Rwandan researchers discover new rare tuberculosis strain
Thursday, June 11, 2020

A new tuberculosis strain has been discovered in the country by Rwandan researchers. The research started in 2019 and findings were published on June 9, 2020.

The new strain known as Lineage 8 (L8) was found in a Rwandan patient who later died of the respiratory disease last year.

Lineage 8 was found to be the oldest strain among all the previous seven tuberculosis strains that are known so far. Lineage 8 is geographically restricted to the Great Lakes Region, only in Rwanda and Uganda.

The new discovery is described as a "missing link” in the evolution of one of the world’s oldest and deadliest pathogens.

The findings were published in Nature Communications, a renowned medical research publication and is titled: A Sister Lineage of Mycobacterium Tuberculosis Complex Discovered in the African Great Lakes Region

The newly discovered strain is already resistant to key drugs that are usually used to treat Tuberculosis-Rifampicin and Isoniazid.

Lineage 8 seems to infect far fewer people than other strains and has a remarkably low level of spreading from infected people.

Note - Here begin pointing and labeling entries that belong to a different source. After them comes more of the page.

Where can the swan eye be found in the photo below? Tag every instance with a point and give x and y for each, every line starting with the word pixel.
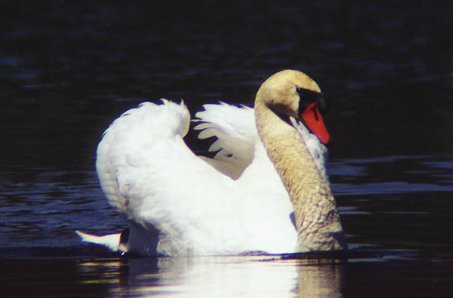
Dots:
pixel 308 97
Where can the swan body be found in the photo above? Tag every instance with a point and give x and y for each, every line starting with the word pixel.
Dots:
pixel 265 190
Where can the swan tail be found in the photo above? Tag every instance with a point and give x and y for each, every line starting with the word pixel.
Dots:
pixel 112 241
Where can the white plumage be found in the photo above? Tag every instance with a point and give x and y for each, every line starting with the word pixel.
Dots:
pixel 232 204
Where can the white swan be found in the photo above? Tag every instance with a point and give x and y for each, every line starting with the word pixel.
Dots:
pixel 265 190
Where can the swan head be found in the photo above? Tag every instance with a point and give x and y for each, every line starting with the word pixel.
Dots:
pixel 293 94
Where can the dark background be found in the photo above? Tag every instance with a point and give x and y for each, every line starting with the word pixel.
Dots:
pixel 68 68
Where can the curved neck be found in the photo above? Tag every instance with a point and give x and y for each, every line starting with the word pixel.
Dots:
pixel 317 220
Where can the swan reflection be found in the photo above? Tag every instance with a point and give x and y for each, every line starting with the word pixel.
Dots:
pixel 244 276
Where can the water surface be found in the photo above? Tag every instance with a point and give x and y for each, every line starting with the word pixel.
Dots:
pixel 68 69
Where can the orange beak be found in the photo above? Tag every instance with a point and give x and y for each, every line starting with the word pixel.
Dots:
pixel 315 123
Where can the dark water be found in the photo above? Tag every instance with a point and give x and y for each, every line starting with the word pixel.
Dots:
pixel 67 69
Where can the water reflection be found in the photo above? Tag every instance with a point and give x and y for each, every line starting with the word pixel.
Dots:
pixel 239 276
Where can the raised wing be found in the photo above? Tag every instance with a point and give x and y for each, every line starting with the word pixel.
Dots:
pixel 236 136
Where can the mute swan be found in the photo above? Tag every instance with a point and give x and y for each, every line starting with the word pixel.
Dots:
pixel 266 189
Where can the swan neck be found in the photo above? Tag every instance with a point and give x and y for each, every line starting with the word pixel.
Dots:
pixel 316 216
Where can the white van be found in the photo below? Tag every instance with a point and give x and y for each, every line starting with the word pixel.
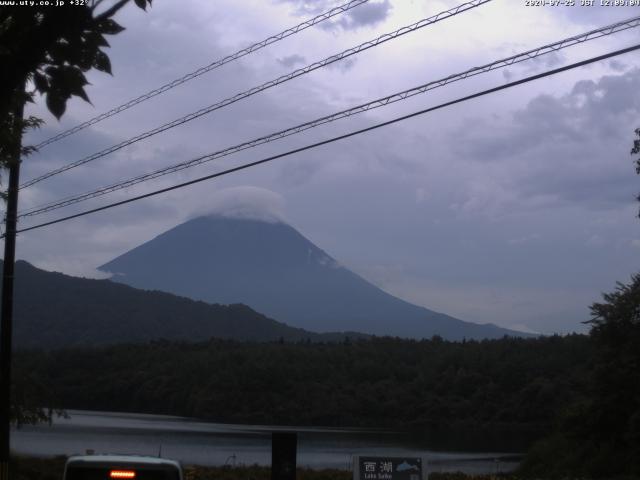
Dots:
pixel 110 467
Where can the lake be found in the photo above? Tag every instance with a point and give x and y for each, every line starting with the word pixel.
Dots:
pixel 201 443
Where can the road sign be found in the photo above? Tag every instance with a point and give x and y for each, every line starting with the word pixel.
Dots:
pixel 387 468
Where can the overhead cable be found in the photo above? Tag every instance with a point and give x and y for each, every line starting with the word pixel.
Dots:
pixel 337 138
pixel 396 97
pixel 272 83
pixel 201 71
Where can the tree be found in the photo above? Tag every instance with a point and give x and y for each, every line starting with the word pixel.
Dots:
pixel 48 49
pixel 634 151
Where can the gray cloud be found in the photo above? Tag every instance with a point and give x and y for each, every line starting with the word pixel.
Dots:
pixel 368 15
pixel 292 60
pixel 572 148
pixel 514 217
pixel 245 202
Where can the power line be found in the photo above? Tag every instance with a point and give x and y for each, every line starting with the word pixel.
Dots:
pixel 531 54
pixel 340 137
pixel 201 71
pixel 272 83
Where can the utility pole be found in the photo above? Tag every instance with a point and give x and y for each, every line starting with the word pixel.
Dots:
pixel 6 325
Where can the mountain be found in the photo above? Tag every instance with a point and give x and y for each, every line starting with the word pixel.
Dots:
pixel 54 310
pixel 271 267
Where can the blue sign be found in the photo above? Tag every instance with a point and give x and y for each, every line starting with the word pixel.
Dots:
pixel 388 468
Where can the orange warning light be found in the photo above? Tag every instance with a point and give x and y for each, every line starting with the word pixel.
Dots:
pixel 122 474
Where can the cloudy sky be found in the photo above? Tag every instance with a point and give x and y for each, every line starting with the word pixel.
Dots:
pixel 516 208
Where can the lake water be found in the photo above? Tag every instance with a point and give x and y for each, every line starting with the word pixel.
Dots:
pixel 201 443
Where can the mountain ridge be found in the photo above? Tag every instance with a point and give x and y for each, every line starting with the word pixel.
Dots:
pixel 273 268
pixel 55 310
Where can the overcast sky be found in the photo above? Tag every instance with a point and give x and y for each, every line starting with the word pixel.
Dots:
pixel 517 208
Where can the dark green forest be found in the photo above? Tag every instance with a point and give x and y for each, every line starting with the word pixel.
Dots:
pixel 501 393
pixel 572 402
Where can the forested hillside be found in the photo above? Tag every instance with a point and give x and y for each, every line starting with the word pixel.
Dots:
pixel 53 310
pixel 502 391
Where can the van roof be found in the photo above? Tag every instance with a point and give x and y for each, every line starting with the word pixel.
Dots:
pixel 109 460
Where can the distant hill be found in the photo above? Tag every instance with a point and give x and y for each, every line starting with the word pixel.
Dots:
pixel 54 310
pixel 275 270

Despite massive screening by RBC researchers, no additional L8 strain was identified.

Progress of finding a vaccine

The fact that Lineage 8 contagious level is the lowest compared to other lineages gives hope to medical researchers of finding a vaccine.

Jean-Claude Semuto Ngabonziza, who led the research at Rwanda Biomedical Center, believes that the extended research on the new strain would lead to a vaccine.

"Lineage 8 does not spread like previous ones. Since it is the oldest, if we find out why it does not spread and resist modern drugs, it would lead us to the long-awaited vaccine,” he said.

Tuberculosis is one of the oldest pathogens to affect humans. It has several different strains of ‘lineages’.

The first six lineages have been known for over a decade and the seventh was discovered in Ethiopia five years ago adding to the latest 8th lineage.

Semuto says that more strains could be discovered in the coming years.